Vuelve a interrumpirme con la misma cuestión y cuando ya estoy a punto de llamarle la atención, no sé cómo, me doy cuenta de que la chica realmente está liberando un grito desde dentro de ella misma, como si me estuviera pidiendo que le asegurara que no es verdad lo que dicen todos, que nada es para siempre. El chico flaco que está sentado a su lado es su novio y asiste a mis clases desde el curso pasado. Así que me dirijo a ella y le pregunto si está enamorada de ese chico; ella asiente tímidamente con la cabeza, así que yo le digo: «Naomi, mira a la cara a tu novio y dile que ni él ni vuestro amor sois para siempre». Toda la clase está a la espera de Naomi. Su novio está callado.
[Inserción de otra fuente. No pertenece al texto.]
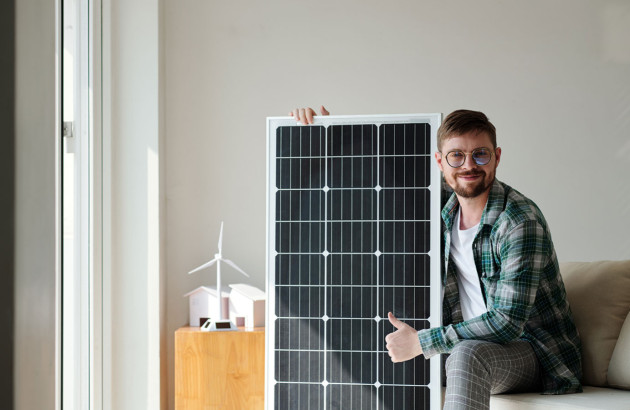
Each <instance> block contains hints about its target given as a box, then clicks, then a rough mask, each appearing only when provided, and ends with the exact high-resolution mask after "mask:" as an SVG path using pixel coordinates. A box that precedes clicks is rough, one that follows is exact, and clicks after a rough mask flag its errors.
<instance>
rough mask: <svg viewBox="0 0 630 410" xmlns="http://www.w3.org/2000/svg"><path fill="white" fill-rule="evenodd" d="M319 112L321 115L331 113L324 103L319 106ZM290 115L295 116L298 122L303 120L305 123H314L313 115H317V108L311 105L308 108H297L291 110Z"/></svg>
mask: <svg viewBox="0 0 630 410" xmlns="http://www.w3.org/2000/svg"><path fill="white" fill-rule="evenodd" d="M319 112H320V113H321V115H329V114H330V113H329V112H328V110H326V108H324V106H323V105H322V106H321V107H320V108H319ZM289 115H290V116H291V117H293V118H295V120H296V121H297V122H301V123H302V124H304V125H306V124H312V123H313V116H314V115H315V110H314V109H312V108H310V107H307V108H296V109H295V110H293V111H291V112H290V113H289Z"/></svg>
Un momento que parece muy largo, luego rompe a decir: «¡No puedo!». «No puedes – le digo – porque sería contradecir tu propio ser, tu realidad, tu propia exigencia más verdadera, sería como romperte». Eso quiere decir que afirmar que todo es nada y que el hombre es sólo materia en evolución no puede ser cierto. Es algo que sólo ideológicamente y en abstracto se puede pensar, pero que choca contra las fibras vivas de nuestro ser.
Naomi sigue con puntualidad mis clases. Escucha y atiende como pocos alumnos, no se pierde nada. Está aprendiendo a partir de su experiencia, está empezando a juzgar lo que oye con el criterio de su propio corazón.